De mythe ontkracht: borstvoeding en vitamine K

“Baby’s die borstvoeding krijgen hebben een groter risico op het ontwikkelen van een vitamine K-tekort, omdat de hoeveelheid vitamine K in borstvoeding onvoldoende is. Bij borstvoeding is het van belang vanaf de 8e dag na de geboorte tot aan dat je baby 13 weken oud is, dagelijks 150 microgram vitamine K te geven.” Bron: www.ggdhvb.nl

Borstvoeding bevat de fysiologisch noodzakelijke hoeveelheid vitamine K

10-20 op de 100.000 kinderen hebben een vitamine K deficiëntie, en die kinderen hebben dringend suppletie van vitamine K nodig. Omdat we niet weten wie die 10-20 kinderen zijn, is er in 1991 voor gekozen om alle kinderen profylactisch (uit voorzorg) vitamine K suppletie te geven. Dus voor de veiligheid van die 10-20 kinderen, krijgen alle 100.000 kinderen standaard vitamine K suppletie. Borstvoeding bevat de fysiologisch noodzakelijke hoeveelheid vitamine K. Bovenstaande: “Baby’s die borstvoeding krijgen hebben een groter risico op het ontwikkelen van een vitamine K-tekort, omdat de hoeveelheid vitamine K in borstvoeding onvoldoende is.” klopt niet. Aan volledige zuigelingenvoeding is vitamine K toegevoegd, omdat het daar ook niet standaard in zit.

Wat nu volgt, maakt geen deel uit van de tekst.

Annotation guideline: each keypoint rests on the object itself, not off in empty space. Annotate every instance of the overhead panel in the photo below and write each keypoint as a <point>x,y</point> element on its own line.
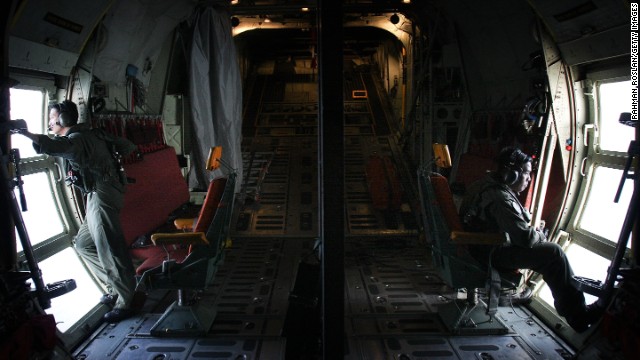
<point>587,31</point>
<point>51,34</point>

Vitamine K-profylaxe bij pasgeborenen

Vitamine K zorgt voor een goede bloedstolling. Een tekort kan bij pasgeboren baby’s bloedingen veroorzaken. Deze bloedingen kunnen ernstig zijn, vooral als ze in de hersenen ontstaan. Om een tekort te voorkomen, krijgen baby’s direct na de geboorte vitamine K-druppels toegediend. Kinderen die kunstvoeding krijgen, zijn hiermee genoeg beschermd, aangezien de vitamine K is toegevoegd aan de voeding. Voor borstgevoede zuigelingen is deze dosering genoeg voor een week. Hun ouders wordt daarom geadviseerd om hen daarna drie maanden lang elke dag vitamine K-druppels te geven.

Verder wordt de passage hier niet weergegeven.